Silent night, electronic nights
We played board games; we chased each other around the house; perhaps we listened to music in the background; we talked; we made each other laugh; we teased each other; we made messes in the kitchen; we yelled from time to time -- we were vocal.
We also hugged one another, kissed everyone good-night. We got one another's attention without waving frantically to relatives with iPods glued to their ears.
That was then; this is now. In Maine at my cousin's house, his 10-year-old got a Wii (whatever that is) with sports pack. Now she can stand in front of the TV and pretend to play tennis with an electronic opponent. On the bright side, this masterpiece requires physical exertion beyond the overuse of her thumbs.
Last year her brother got a GameCube, or an X-box, or whatever $400+ video game was in demand.

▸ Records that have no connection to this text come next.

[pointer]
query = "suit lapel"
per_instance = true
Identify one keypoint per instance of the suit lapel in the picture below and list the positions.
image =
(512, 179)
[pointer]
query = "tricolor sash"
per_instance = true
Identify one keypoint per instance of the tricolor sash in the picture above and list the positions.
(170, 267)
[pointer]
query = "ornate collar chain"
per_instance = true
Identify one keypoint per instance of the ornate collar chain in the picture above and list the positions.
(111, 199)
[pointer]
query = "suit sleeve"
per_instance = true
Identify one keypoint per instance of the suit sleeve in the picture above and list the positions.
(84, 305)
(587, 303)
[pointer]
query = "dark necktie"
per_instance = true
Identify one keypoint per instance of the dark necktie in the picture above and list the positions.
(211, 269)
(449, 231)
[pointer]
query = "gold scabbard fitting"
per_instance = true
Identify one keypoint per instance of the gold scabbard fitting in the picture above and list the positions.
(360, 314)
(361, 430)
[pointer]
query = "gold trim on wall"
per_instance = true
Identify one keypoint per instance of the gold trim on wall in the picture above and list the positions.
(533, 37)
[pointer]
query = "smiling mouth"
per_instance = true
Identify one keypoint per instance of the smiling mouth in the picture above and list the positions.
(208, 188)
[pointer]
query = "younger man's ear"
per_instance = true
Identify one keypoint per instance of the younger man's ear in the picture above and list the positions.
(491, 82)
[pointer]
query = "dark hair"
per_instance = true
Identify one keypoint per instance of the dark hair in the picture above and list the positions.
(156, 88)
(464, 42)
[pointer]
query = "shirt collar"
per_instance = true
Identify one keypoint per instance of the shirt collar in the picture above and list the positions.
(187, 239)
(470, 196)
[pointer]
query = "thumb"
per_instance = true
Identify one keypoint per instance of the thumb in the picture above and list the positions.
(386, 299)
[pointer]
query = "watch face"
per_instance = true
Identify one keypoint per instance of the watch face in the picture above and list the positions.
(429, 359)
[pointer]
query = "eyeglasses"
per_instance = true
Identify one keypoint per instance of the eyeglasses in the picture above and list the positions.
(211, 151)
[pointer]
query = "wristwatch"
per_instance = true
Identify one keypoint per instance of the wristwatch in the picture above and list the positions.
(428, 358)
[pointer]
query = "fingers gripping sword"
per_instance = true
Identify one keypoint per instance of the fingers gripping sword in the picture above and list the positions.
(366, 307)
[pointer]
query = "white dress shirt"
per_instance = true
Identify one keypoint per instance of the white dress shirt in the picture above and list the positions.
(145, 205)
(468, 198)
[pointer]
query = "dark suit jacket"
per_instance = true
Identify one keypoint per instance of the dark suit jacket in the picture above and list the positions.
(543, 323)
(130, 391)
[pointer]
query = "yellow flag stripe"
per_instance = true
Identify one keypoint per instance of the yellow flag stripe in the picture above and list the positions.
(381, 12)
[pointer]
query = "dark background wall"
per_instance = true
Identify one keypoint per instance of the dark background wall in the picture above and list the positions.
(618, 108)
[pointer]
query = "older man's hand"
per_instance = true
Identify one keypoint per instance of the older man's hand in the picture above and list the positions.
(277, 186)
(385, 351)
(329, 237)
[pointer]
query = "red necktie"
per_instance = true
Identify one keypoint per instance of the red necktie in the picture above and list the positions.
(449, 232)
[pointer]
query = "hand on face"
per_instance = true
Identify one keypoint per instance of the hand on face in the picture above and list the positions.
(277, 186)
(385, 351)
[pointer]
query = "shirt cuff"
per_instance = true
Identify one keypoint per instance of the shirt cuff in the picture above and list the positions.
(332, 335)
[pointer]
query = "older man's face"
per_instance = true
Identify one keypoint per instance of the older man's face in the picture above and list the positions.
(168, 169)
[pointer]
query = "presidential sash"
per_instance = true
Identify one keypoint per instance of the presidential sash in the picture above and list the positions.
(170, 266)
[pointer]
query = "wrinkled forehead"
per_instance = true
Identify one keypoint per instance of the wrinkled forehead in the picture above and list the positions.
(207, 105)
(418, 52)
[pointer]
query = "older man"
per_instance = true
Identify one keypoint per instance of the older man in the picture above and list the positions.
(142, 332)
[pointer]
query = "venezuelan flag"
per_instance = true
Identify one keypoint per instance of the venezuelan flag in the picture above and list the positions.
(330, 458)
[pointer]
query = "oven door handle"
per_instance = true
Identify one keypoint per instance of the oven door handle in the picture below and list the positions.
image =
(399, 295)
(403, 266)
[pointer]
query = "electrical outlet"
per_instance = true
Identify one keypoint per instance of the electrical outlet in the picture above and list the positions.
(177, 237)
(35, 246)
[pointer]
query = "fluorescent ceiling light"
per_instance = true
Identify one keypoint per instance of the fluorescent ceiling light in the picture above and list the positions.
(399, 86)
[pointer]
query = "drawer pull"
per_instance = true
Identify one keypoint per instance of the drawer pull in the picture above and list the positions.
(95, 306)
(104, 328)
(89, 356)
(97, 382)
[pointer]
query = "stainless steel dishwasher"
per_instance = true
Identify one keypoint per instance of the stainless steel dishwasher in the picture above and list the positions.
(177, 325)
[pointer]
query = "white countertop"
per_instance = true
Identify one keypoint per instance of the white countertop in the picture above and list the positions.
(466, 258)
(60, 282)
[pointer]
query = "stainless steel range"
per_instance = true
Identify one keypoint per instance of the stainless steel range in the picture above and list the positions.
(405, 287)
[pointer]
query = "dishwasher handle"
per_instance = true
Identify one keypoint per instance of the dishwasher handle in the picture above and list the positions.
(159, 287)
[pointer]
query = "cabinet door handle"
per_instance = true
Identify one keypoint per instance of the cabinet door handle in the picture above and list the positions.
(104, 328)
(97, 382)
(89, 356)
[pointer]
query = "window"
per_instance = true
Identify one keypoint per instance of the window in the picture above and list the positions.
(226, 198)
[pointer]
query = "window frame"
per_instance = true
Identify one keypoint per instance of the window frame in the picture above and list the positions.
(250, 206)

It, too, required a TV set for use.
This year, the brother got a computer video game that I understand some adults are obsessed with: World of Witchcraft. Or is that Warcraft? In either case, I didn't know quite what to make of his play date: a neighbor came over and played video games on the downstairs TV, while my 13-year-old cousin busied himself at the computer.
Apparently it is enough for teenagers to be in the same room. Conversation is optional. (Last summer a strong silence emanated from the basement playroom when the four boys had to cease their video game due to a power failure.)
Between cell phones, email, and Crackberries, it is entirely possible for adults to share the same disconnection. The late Ma Bell's slogan was "reach out and touch someone."
No, she didn't mean in the same room, unless your house was equipped with two phone lines and two people too lazy to walk across the living room into the kitchen. She did, however, profit mightily from two people speaking to each other.
Remember, speech? A form of verbally conveying your thoughts to the person toward whom they were intended? Who knew that conversation would become such a multidimensional form of communication, one almost antiquated now, unless you possess the ability to convey tone and mood with words alone, something that was once considered the province of writers, people who could express themselves on a page.
Text messaging has replaced telephoning for the younger segment of society. Great, now they not only won't be able to convey subtleties of meaning; they won't be able to spell either. What kind of relationships will these kids grow up to have? Their expectations won't be anything like the ones of generations preceding them.
This Christmas, three generations gathered around the electronic hearth, watching DVDs deemed acceptable for the youngest. We were seven people, sitting in the family room.
The only audible dialogue, if I'm feeling generous with my definition, in an action movie where car chases, impossible leaps from rooftop to rooftop, and blowing up cars, people, and whatever else special effects can demolish, was barely comprehensible.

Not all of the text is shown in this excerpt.